Parmi les problèmes de production, citons l'incendie d'une station de compression de gaz au Texas en janvier 2023, qui a mis l'installation hors service pendant plusieurs semaines.

NOUVEAUX OBJECTIFS

Selon les sources, le fait que Devon n'ait pas réussi à conclure un accord est également dû à sa discipline en matière de prix en tant qu'acquéreur, ainsi qu'à la concurrence accrue pour les actifs dans le secteur.

Certaines des sociétés que Devon n'a pas réussi à acheter étaient très chères ; Marathon Oil et Enerplus ont été vendues avec une prime moyenne par rapport à leur prix d'action inchangé qui dépassait d'environ 3 points de pourcentage la prime moyenne payée pour les sociétés pétrolières et gazières américaines cotées en bourse depuis le début de l'année 2023, selon les données d'Enverus.

"Certaines personnes ont l'impression que lorsqu'une entreprise fait une transaction, son concurrent doit faire de même, mais les entreprises intelligentes jugent chaque transaction sur ses mérites", a déclaré Kevin MacCurdy, directeur de la recherche en amont auprès de la société de conseil en investissement Pickering Energy Partners.

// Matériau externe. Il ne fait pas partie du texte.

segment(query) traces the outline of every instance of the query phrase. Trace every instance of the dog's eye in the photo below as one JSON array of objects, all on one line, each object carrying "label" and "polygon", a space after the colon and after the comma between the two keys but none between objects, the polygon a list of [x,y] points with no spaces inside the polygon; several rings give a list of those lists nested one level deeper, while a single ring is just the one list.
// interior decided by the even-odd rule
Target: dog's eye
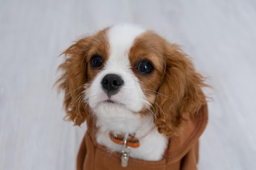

Si Devon devait bientôt donner une nouvelle chance à une acquisition potentielle, les banquiers d'affaires et les analystes estiment que les cibles logiques sont Permian Resources, Matador Resources et la société privée Mewbourne Oil, qui renforceraient toutes son empreinte dans le bassin du Delaware. Par ailleurs, si Devon souhaite renforcer sa position dans le bassin du Williston, il pourrait cibler la société privée Grayson Mill Energy, qui, selon Reuters, envisage des options de vente.

La société de rachat EnCap Investments, qui possède Grayson Mill, s'est refusée à tout commentaire. Permian Resources, Matador Resources et Mewbourne Oil n'ont pas répondu aux demandes de commentaires.

Bryce Erickson, qui dirige le groupe pétrole et gaz de la société de conseil en évaluation Mercer Capital, a prédit qu'un accord pour Devon n'était qu'une question de temps, étant donné que l'entreprise a réussi à surmonter bon nombre de ses problèmes de production.

"Qu'elle soit réelle ou imaginaire, de mon point de vue, il y a une sorte de frénésie alimentaire - il s'agit d'acquérir ou d'être acquis", a déclaré M. Erickson.